There still are investors however, who try to beat the return of the median manager. This is called the ‘horse racing’ approach, where all investors ‘race’ against the same benchmark, eg the median industry return. In this scenario investment managers with good performance will be rewarded by receiving more assets to manage and vice versa. As past performance is not a good guide for future performance and not all managers can beat the median, this approach may lead to selling low and buying high in terms of manager appointments.
So-called ‘absolute return’ investors also tend to ignore benchmarks, aiming to achieve constant positive returns unconnected with market movements. Their investment objectives might include a fixed nominal return of for example 7% or a set real return of say 4% above reported inflation as opposed to the objective to beat the universe benchmark return.
Investors who avoid using benchmarks consisting of bond and/or equity indices to control their asset strategy do so because they do not want their assets to fall in value along with the benchmark, ie with the market. Such investors might use market neutral strategies, which consist of a long-short portfolio and provide cash returns plus an additional return (alpha). However, in order to establish such strategies one needs to define a benchmark against which to neutralise longs and shorts as well as any unwanted bets. Hence there is a role for benchmarks even for absolute return investors as benchmarks help to establish market neutral strategies, which target absolute returns that are uncorrelated to equity markets.1
In many continental European countries, such as Italy, Spain, Germany and Austria, institutional investors focus on absolute return. Insurance companies and Pensionskassen2 in Germany, for example, managed to show almost constant returns over the past 10 years, and were able to distribute annual book returns (Nettoverzinsung) of 6.8–7.6% on average. This was possible because they were able to level out volatility by using hidden book reserves (Stille Reserven) as a fluctuation cushion. Currently reserves built from long-standing customers are used to subsidise new business. German insurance companies will now have to reduce their distributed book returns below the psychological level of 7% as this fixed target is no longer as meaningful.
This has shifted the focus from book related returns towards market related returns and thus to customised benchmarks, which helped to structure the investment process.
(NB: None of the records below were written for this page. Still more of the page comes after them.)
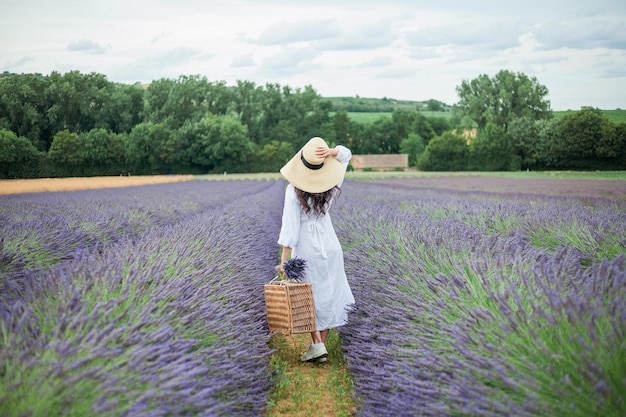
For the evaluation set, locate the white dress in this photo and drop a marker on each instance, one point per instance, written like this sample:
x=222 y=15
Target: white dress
x=313 y=239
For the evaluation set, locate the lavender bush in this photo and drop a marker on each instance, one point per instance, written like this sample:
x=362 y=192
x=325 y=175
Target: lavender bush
x=141 y=301
x=162 y=322
x=484 y=304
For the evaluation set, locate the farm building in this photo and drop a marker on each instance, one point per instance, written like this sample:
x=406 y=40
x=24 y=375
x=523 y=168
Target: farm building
x=380 y=162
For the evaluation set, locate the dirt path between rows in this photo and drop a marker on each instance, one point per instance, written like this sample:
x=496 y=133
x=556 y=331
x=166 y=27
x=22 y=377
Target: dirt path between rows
x=70 y=184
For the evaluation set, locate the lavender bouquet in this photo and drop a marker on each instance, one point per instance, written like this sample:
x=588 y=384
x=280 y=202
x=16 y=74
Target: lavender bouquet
x=294 y=269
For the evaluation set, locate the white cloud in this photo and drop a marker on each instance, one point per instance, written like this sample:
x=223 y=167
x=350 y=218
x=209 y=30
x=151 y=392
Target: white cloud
x=404 y=49
x=87 y=46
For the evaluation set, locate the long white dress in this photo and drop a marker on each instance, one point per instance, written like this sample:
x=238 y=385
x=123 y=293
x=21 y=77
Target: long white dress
x=313 y=239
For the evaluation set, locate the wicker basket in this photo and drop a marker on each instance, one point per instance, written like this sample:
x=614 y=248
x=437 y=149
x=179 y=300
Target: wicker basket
x=289 y=307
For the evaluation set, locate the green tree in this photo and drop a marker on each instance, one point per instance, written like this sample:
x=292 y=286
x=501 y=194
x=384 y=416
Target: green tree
x=547 y=132
x=413 y=146
x=18 y=157
x=104 y=153
x=23 y=106
x=271 y=157
x=231 y=148
x=67 y=154
x=448 y=152
x=434 y=105
x=503 y=98
x=438 y=125
x=586 y=140
x=151 y=148
x=492 y=151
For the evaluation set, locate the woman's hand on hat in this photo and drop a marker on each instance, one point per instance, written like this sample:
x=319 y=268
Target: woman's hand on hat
x=324 y=152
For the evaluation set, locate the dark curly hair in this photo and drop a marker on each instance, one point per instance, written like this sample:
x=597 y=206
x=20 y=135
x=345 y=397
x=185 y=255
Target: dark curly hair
x=316 y=203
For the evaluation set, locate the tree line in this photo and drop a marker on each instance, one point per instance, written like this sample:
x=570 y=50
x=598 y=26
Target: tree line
x=76 y=124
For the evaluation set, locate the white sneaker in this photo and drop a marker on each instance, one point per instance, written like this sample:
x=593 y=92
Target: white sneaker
x=316 y=351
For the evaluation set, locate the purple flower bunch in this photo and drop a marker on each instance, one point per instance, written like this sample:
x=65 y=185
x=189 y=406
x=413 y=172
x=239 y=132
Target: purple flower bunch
x=294 y=269
x=483 y=304
x=161 y=322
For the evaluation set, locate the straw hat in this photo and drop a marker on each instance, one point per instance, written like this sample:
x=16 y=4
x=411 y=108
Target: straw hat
x=310 y=173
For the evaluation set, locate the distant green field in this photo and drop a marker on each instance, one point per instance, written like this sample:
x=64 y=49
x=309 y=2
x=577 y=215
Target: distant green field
x=370 y=117
x=616 y=116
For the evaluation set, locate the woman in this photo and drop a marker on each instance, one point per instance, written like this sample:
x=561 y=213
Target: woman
x=315 y=175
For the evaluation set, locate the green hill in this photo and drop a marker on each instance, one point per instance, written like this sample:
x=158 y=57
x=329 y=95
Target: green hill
x=366 y=110
x=384 y=105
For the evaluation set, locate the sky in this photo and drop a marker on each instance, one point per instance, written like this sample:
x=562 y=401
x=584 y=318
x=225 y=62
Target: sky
x=398 y=49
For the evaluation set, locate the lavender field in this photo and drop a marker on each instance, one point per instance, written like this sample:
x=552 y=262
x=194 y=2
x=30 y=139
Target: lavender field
x=148 y=300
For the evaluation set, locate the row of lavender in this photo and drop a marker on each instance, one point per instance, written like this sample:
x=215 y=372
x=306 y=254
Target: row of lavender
x=484 y=304
x=137 y=301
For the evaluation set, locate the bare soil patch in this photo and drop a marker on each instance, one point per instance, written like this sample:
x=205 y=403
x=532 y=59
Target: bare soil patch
x=68 y=184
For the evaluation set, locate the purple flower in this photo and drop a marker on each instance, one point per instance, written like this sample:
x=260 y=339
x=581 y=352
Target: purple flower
x=294 y=268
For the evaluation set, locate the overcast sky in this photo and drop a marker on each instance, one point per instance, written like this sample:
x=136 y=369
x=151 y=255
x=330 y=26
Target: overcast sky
x=411 y=50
In that sense, the investment process can be split into three main phases: strategy, implementation and control.
In order to derive an asset strategy, ie, the allocation of the invested capital, one has to define asset classes and recognise investment restrictions. It is also useful to determine the “optimal mix” of assets via asset liability management (ALM). In all these areas benchmarks can play an important role.
An asset class defines the type of assets (eg equities, bonds) and the region or country (eg Europe, US, Asia) of the issuer. Benchmarks consisting of different bond, equity or real estate indices thus define and separate asset classes. At the asset class level, the underlying indices can also define bond or equity universes, ie the constituents that fall within certain investment restrictions. This way a specific benchmark consisting of a composite of indices is a tool to monitor investment restrictions.
The asset strategy can be determined by an ALM study, the result of which is a strategic benchmark that can be represented by a composite of bond, equity and property indices. The customised benchmark’s return represents the target returns for the total fund while its component parts represent targets for individual investment managers. The trend where more and more plan sponsors take the liability structure and expected cash flows into account in their investment strategy has also led to an increase in use of defined customised benchmarks.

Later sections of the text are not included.